McGrath may have achieved fame for his classical recordings, but he also came equipped with "Come Home" from Ryan Adams' latest album, Tom Jones singing "The Tower of Song" wonderfully at age 72, and Amon Tobin's "Piece of Paper" (a Stephen Mejias favorite). As sensational as some of these sounded through Boulder's 860 stereo amplifier and 810 linestage; dCS's Vivaldi DAC, Paganini transport, and Scarlatti clock, all connected to Shunyata Research'a Hydra AV power distributor; and a combination of Shunyata, Transparent, and Synergistic Research cabling - Mc Grath loves Transparent's extremely neutral, full-range USB cable, as well as the company's other products - it was the contrast between his own live, 88.2/24 recording of a baroque tango ensemble from Buenos Aires and Keith O. Johnson's recording of Virgil Fox in Grace Cathedral that best brought home the Sasha 2/Boulder/dCS combo's ability to convey both high treble delicacy and growling brute bass with equal aplomb. The bass was, in a word, as fabulous as the absolutely seamless transition from the piano's lowest notes to highest tinkles.
In Music Lovers' bigger home theatre room, the gorgeous Wilson Alexias (above, $48,500/pair through June 1) kept company with Boulder's 2160 class-A stereo amplifier, 2110 preamplifier, 1021 CD player/network streamer (which, alas, does not currently play DSD), and Shunyata cabling. Oh my. Not only was the sound of the electronics significantly more transparent and liquid, but the Alexia's higher resolution also produced far greater dynamic contrasts on the same material played in the admittedly post-flood handicapped Sasha 2 room.

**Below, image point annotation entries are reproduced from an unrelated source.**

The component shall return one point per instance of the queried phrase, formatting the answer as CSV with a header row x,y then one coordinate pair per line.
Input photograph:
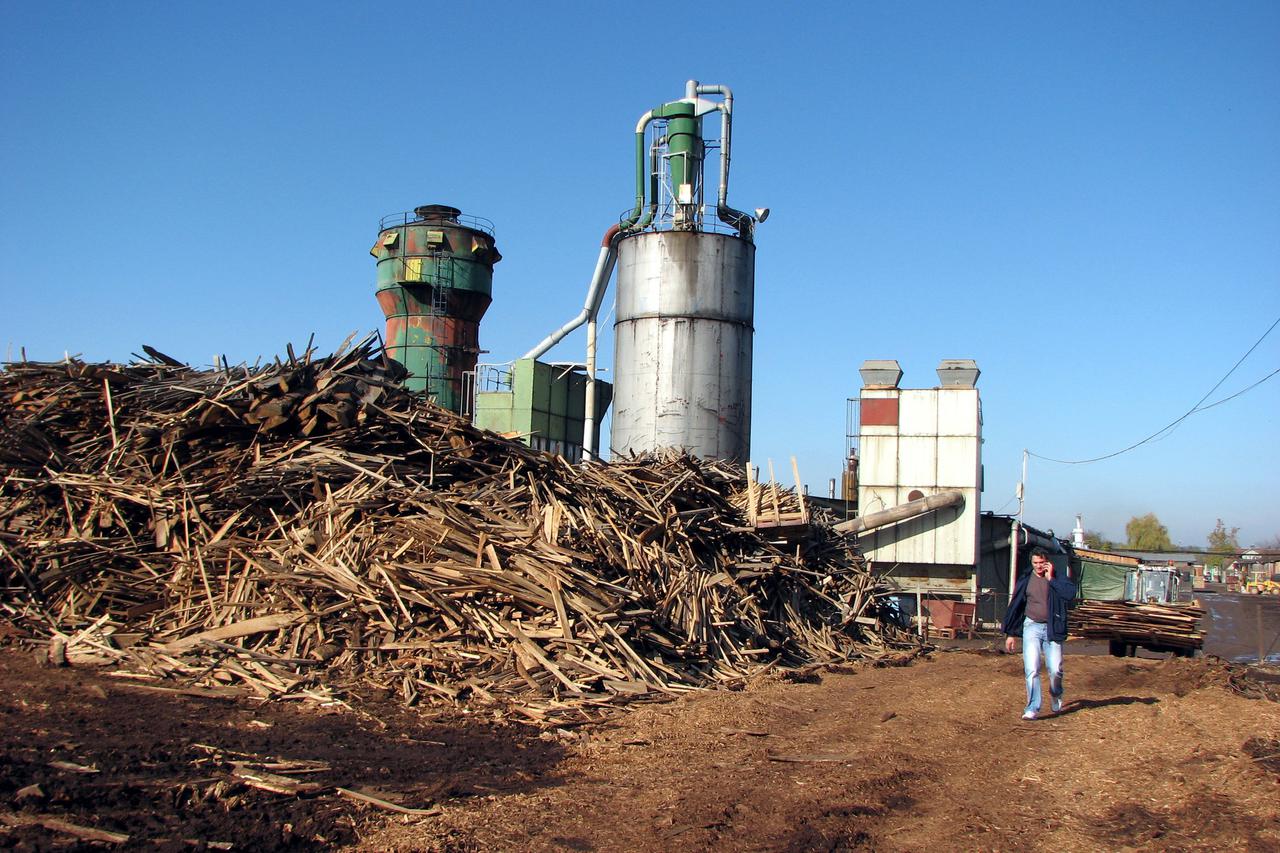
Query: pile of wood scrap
x,y
309,525
1132,623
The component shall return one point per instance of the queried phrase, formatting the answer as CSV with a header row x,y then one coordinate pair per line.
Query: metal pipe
x,y
653,185
640,127
728,215
901,512
594,295
589,415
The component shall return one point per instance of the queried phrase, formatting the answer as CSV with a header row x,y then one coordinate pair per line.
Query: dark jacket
x,y
1061,593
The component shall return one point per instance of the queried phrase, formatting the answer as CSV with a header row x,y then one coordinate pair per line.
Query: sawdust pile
x,y
309,527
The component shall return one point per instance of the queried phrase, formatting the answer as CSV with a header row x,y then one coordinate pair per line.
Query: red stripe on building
x,y
880,411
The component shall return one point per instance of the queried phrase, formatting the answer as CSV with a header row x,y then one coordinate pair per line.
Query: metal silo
x,y
434,283
686,292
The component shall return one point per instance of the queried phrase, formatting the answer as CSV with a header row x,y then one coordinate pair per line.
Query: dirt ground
x,y
1146,755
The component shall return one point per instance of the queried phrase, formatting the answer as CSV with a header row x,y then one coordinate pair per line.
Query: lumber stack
x,y
307,527
1169,625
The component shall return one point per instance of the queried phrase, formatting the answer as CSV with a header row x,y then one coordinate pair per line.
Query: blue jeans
x,y
1036,646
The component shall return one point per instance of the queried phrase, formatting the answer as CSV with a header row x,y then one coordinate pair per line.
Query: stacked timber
x,y
1133,623
309,527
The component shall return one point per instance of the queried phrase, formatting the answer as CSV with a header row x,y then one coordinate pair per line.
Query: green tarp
x,y
1101,580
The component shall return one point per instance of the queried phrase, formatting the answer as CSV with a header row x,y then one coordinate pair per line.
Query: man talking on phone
x,y
1037,612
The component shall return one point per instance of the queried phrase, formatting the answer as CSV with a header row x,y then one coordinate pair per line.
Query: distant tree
x,y
1146,533
1095,541
1223,539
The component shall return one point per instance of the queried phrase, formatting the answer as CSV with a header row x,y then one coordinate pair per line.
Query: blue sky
x,y
1084,197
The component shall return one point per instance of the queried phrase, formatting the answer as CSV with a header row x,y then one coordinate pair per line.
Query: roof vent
x,y
958,373
881,373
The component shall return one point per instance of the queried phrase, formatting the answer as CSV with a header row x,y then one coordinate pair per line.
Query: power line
x,y
1185,415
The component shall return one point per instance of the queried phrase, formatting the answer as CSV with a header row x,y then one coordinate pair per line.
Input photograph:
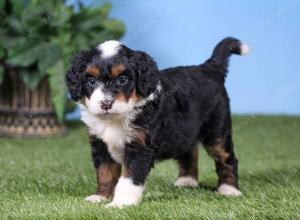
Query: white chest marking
x,y
115,133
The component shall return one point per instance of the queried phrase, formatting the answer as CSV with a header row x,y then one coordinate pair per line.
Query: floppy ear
x,y
147,74
75,75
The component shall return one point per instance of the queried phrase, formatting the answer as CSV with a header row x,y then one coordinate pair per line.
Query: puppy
x,y
136,114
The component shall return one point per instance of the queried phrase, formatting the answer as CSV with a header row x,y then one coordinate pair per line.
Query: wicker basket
x,y
25,112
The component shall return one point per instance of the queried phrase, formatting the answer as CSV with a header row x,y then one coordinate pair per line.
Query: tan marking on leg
x,y
224,170
93,71
117,70
188,166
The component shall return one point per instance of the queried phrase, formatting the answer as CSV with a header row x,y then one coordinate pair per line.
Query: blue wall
x,y
184,32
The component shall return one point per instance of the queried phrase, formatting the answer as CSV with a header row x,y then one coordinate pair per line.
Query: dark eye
x,y
122,81
92,81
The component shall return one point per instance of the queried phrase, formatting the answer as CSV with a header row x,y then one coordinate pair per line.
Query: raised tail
x,y
220,57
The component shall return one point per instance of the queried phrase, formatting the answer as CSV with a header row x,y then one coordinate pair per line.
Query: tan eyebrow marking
x,y
92,70
117,70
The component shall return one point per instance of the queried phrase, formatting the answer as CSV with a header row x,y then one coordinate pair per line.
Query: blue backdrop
x,y
184,32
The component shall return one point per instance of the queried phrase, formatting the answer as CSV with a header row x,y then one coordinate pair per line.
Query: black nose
x,y
106,104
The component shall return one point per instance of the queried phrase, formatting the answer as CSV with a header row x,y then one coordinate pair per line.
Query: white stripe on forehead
x,y
109,48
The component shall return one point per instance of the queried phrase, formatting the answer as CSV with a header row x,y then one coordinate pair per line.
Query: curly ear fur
x,y
147,74
75,74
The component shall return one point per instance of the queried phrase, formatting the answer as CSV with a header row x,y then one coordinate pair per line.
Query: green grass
x,y
49,178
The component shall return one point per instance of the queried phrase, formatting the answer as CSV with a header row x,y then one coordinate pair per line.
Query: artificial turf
x,y
49,178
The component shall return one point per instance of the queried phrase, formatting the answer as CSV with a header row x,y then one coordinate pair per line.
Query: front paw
x,y
95,198
121,204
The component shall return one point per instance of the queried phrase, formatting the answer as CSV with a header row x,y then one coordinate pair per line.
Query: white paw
x,y
186,181
227,190
95,198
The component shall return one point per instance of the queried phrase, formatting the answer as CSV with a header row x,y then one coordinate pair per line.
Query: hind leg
x,y
226,165
188,169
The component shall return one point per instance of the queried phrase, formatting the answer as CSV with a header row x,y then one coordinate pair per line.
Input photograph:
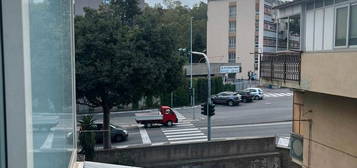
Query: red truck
x,y
166,117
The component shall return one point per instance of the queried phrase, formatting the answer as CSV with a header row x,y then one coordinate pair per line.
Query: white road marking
x,y
185,138
158,144
176,130
183,135
188,141
187,132
250,125
48,142
144,136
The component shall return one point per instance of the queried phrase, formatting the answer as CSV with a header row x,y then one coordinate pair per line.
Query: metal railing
x,y
281,66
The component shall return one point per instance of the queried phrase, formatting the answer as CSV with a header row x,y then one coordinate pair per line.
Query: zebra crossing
x,y
183,132
277,94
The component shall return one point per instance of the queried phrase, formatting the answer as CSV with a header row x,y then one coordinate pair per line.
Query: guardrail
x,y
281,66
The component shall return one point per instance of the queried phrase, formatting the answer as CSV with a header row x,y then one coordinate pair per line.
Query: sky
x,y
184,2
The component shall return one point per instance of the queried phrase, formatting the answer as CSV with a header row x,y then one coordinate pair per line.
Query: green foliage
x,y
181,95
87,137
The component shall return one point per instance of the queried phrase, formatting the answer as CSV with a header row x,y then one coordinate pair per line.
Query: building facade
x,y
94,4
317,58
37,107
240,31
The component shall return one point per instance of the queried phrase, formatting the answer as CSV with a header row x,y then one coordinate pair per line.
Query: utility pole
x,y
208,95
191,87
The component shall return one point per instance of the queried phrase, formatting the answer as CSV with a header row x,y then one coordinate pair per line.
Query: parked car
x,y
229,98
246,96
257,93
118,134
166,116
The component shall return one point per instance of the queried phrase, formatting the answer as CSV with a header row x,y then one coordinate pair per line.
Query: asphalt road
x,y
268,117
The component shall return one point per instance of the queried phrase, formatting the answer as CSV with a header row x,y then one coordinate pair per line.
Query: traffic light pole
x,y
208,95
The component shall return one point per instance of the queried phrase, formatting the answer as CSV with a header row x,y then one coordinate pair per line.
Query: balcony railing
x,y
281,66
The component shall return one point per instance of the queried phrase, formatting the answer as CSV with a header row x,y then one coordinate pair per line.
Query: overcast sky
x,y
184,2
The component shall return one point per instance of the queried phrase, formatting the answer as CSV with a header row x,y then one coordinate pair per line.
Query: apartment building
x,y
316,57
240,31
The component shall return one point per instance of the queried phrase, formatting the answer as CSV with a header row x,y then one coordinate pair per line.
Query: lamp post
x,y
209,93
192,95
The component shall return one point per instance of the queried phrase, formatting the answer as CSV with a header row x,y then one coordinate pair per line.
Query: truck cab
x,y
169,116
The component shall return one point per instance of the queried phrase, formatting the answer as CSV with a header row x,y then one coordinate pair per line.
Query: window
x,y
232,57
353,26
341,26
283,34
232,11
232,42
52,82
232,27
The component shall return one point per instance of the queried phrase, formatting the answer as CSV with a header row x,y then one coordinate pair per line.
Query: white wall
x,y
217,31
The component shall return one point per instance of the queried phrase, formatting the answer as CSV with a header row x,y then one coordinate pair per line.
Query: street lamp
x,y
209,93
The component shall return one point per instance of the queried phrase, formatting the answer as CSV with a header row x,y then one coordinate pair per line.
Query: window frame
x,y
347,27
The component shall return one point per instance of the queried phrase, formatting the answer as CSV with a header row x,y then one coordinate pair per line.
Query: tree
x,y
122,56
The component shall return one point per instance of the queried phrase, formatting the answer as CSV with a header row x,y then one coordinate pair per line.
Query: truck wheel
x,y
169,123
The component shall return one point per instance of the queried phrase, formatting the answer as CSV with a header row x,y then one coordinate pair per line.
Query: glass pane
x,y
310,5
353,29
341,26
283,34
294,32
51,69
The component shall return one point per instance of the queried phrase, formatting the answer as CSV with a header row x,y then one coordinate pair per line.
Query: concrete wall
x,y
331,73
218,35
260,152
333,130
246,35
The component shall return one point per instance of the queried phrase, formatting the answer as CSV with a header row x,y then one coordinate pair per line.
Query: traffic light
x,y
211,109
204,109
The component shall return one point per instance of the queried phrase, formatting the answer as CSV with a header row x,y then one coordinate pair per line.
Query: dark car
x,y
229,98
246,96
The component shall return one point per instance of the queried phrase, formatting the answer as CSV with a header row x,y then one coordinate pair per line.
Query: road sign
x,y
229,69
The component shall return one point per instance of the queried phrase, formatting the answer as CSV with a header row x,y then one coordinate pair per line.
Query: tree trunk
x,y
106,134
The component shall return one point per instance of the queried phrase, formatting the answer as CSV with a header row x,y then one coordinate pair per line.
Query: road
x,y
268,117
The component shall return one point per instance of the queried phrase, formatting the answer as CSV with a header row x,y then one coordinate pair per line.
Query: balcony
x,y
283,68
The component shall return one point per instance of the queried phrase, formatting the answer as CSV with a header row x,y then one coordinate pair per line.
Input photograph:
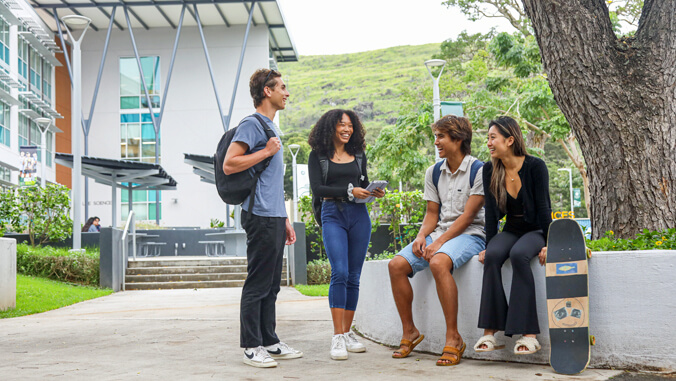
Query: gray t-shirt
x,y
270,189
454,191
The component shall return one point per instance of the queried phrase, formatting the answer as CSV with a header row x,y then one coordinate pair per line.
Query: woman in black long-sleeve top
x,y
516,185
338,138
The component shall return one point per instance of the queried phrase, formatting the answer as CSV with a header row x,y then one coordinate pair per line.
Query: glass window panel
x,y
141,211
140,196
129,103
148,132
129,118
149,150
130,80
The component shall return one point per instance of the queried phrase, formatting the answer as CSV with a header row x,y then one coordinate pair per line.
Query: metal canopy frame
x,y
202,166
123,174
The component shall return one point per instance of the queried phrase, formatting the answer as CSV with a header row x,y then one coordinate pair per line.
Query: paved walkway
x,y
194,335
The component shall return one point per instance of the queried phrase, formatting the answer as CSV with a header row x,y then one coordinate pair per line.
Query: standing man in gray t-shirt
x,y
267,227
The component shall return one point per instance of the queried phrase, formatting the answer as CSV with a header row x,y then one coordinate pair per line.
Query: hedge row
x,y
58,264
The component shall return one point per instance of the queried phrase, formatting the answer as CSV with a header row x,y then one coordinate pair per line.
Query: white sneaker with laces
x,y
352,344
258,357
281,351
338,348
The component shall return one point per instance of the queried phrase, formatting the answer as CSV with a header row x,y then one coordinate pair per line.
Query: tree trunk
x,y
619,98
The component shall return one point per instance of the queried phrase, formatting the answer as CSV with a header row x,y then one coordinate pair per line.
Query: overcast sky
x,y
320,27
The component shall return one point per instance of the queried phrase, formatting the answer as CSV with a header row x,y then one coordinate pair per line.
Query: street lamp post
x,y
570,182
73,23
436,100
43,125
295,147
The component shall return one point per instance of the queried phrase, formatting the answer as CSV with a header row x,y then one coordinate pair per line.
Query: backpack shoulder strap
x,y
476,164
324,166
436,173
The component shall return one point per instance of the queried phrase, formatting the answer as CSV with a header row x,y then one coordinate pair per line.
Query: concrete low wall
x,y
7,273
632,306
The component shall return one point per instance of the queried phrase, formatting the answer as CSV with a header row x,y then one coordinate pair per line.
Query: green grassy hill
x,y
368,82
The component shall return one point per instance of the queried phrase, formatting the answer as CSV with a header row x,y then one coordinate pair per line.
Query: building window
x,y
144,204
36,72
23,49
35,139
48,149
4,124
47,83
4,42
24,130
137,134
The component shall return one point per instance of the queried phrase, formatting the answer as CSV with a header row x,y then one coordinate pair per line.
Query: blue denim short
x,y
460,249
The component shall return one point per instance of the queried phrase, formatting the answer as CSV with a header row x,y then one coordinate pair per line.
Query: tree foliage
x,y
44,213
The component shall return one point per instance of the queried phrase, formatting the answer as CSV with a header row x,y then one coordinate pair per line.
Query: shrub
x,y
59,264
42,212
647,240
319,272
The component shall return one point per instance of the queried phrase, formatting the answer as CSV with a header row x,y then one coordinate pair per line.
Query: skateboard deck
x,y
567,297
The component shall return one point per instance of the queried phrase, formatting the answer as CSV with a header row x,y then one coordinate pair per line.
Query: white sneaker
x,y
282,351
259,358
338,348
353,345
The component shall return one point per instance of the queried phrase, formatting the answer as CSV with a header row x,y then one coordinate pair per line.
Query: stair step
x,y
180,285
186,270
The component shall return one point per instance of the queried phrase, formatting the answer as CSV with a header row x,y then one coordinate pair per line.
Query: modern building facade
x,y
28,67
189,92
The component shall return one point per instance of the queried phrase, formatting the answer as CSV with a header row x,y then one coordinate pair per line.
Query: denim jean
x,y
346,230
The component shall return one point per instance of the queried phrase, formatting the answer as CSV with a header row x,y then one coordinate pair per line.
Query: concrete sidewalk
x,y
194,335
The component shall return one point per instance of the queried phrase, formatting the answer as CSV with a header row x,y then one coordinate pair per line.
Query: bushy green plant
x,y
44,213
216,223
59,264
399,208
647,240
384,255
319,272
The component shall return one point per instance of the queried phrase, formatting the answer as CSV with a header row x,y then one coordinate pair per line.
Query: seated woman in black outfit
x,y
515,185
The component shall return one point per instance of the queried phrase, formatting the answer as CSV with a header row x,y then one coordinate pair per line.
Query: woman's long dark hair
x,y
321,136
88,224
507,127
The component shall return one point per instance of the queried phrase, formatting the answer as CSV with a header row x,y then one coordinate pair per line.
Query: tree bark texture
x,y
619,96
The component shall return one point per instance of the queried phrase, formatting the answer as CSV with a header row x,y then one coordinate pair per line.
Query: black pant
x,y
520,316
265,237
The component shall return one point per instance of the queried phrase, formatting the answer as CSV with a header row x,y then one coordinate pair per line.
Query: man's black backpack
x,y
324,166
235,188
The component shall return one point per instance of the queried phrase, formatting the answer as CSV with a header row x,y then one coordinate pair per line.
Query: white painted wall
x,y
191,118
7,273
632,306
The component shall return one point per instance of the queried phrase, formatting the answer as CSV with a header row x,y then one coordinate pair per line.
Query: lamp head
x,y
43,124
294,148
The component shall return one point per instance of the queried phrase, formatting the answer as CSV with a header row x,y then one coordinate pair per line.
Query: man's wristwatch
x,y
350,196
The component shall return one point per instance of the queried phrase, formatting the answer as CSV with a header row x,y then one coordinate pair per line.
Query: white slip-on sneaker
x,y
281,351
338,348
352,344
259,358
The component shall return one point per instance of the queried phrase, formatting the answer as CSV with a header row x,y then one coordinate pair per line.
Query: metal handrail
x,y
131,220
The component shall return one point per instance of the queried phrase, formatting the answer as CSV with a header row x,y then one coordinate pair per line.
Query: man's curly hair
x,y
321,136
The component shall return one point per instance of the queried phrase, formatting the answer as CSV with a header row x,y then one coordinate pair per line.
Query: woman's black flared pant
x,y
520,315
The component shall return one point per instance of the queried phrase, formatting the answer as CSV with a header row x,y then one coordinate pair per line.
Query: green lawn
x,y
314,290
35,295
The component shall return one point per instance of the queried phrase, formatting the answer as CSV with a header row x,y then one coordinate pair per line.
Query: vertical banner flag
x,y
28,164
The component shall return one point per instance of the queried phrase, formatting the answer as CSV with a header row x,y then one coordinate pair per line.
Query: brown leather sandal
x,y
448,354
410,345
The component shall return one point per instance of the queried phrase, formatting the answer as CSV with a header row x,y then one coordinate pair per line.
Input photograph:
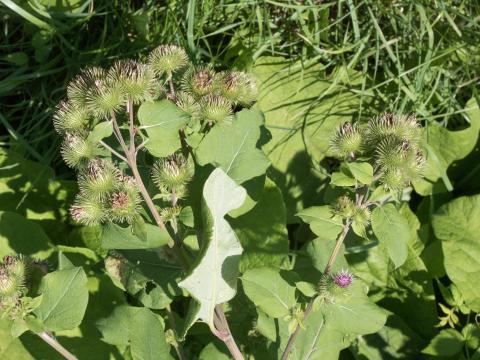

I was impressed by the remarkable and truthful range of harmonics and overtones on Benjamin Grosvenor's piano (as recorded in high-res by McGrath). "Fabulous bass, highs, space . . . everything," I scribbled when listening to "Drunk in Love" from Beyoncé's newest album. Further listens to a jazz track from Tomas Stanko's Wislawa, Pierre Boulez's recording of Mahler Symphony 3, and Paavo Järvi's recording of Stravinsky's L'Histoire du Soldat further confirmed that, of all the loudspeakers I've heard, the Alexia's ability to communicate air and space around instruments and voices is second to none. Thanks to the superb set-up skills of Hugh Fountain at Music Lovers Audio, it was, by far, the most convincing demo of the Alexias I've ever attended.